Phil looked sullenly on the ground when his uncle interrupted him, but his face softened when his mother's name was spoken. Mr. Morel did not notice this, and getting angry at what he conceived to be the boy's want of feeling, broke out, passionately, with "You! it is almost a pity that she should waste her love on such a contemptible object. Ah! if it were not so public I would thrash you now."

Phil's face hardened, and he looked up defiantly.

His uncle continued in a contemptuous tone, "To run away from home and for what? to become a servant for the Volunteers!"

"I am not a servant for any body;" Phil broke forth fiercely, stung by his uncle's taunt, "the Volunteers do it themselves, and they are as good as you, I—”

"Stop sir," said his uncle in a low, deep voice, that warned Phil he was on dangerous ground. "How dare you? Have you no care for your mother, who would willingly give her life for you? Just think of all she has done, and say would you willingly cause her pain ?"
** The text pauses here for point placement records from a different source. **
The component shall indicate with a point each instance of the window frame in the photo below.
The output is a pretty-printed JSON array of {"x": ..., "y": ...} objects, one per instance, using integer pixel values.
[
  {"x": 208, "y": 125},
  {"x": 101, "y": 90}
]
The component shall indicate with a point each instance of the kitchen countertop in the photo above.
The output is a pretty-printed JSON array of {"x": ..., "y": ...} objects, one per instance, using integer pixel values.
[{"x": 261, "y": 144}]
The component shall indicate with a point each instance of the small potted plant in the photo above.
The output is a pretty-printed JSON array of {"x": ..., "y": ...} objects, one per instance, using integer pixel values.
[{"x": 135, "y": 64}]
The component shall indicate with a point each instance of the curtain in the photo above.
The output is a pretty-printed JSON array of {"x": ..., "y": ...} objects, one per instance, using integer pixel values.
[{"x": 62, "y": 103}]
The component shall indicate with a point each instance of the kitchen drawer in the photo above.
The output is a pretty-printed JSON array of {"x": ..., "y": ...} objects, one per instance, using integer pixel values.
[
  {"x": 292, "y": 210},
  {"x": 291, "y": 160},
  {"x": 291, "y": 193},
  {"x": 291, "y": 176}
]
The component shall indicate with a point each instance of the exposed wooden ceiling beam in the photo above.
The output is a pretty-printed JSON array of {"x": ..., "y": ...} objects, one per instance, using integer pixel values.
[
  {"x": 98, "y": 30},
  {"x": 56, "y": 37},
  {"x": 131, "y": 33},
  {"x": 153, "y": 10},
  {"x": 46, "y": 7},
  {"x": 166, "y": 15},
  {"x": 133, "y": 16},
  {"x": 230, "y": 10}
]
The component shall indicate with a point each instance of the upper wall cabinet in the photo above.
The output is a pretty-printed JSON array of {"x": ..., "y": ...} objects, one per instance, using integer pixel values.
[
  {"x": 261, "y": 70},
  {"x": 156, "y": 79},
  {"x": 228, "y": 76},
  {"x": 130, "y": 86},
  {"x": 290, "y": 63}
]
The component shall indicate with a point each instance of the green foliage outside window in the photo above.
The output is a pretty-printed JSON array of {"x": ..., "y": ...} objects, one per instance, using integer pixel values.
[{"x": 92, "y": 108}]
The boy's eyes filled with tears; for he loved her dearly. "Oh uncle Horace," he sobbed, "I did not think of it that way; I did not indeed; I thought she would know somehow; I am very sorry, -Poor mother!" he continued, as though speaking to himself, "I didn't think, indeed I didn't."

"There Phil," said Mr. Morel, softened by the boy's evident sorrow, “don't fret now; it is all over and cannot be helped. Only in the future try and think of others, and you will save not only them but yourself many hours of pain. I will telegraph home at once and let them know I have seen you; you can amuse yourself until evening; we will go home in the half-past five o'clock train. Be at the station by quarter-past. Have you any money ?"

"A yorker," replied Phil, fishing the solitary coin from the bottom of his pocket and eyeing it lovingly.

His uncle smiled. "Here is a half dollar that will get you your dinner and something in the evening; be sure and be at the station."

Phil's eyes twinkled as he took the money; "catch him spending it, when he could get his dinner with his huge friend," he thought. "I'll be there sir," as his uncle left him.

For some time after his uncle left, Phil stood gazing vacantly before him. The events recorded had made him thoughtful for the moment-running away from home, for that was the name for it; his mother's anxiety, and the search. He was indulging in the brownest of brown studies, when the empty pail at the foot of the hill caught his eye; his disaster and its cause had almost entirely escaped his memory, but the sight of the bucket at once brought to mind his errand.

Hardly knowing what course to pursue, he mechanically made his way down the hill; the remembrance of his uncle's taunt almost determined him to clear out and leave it, his better sense prevailed, however, and, picking it up, he filled and carried it to the tent, where he explained the cause of his detention.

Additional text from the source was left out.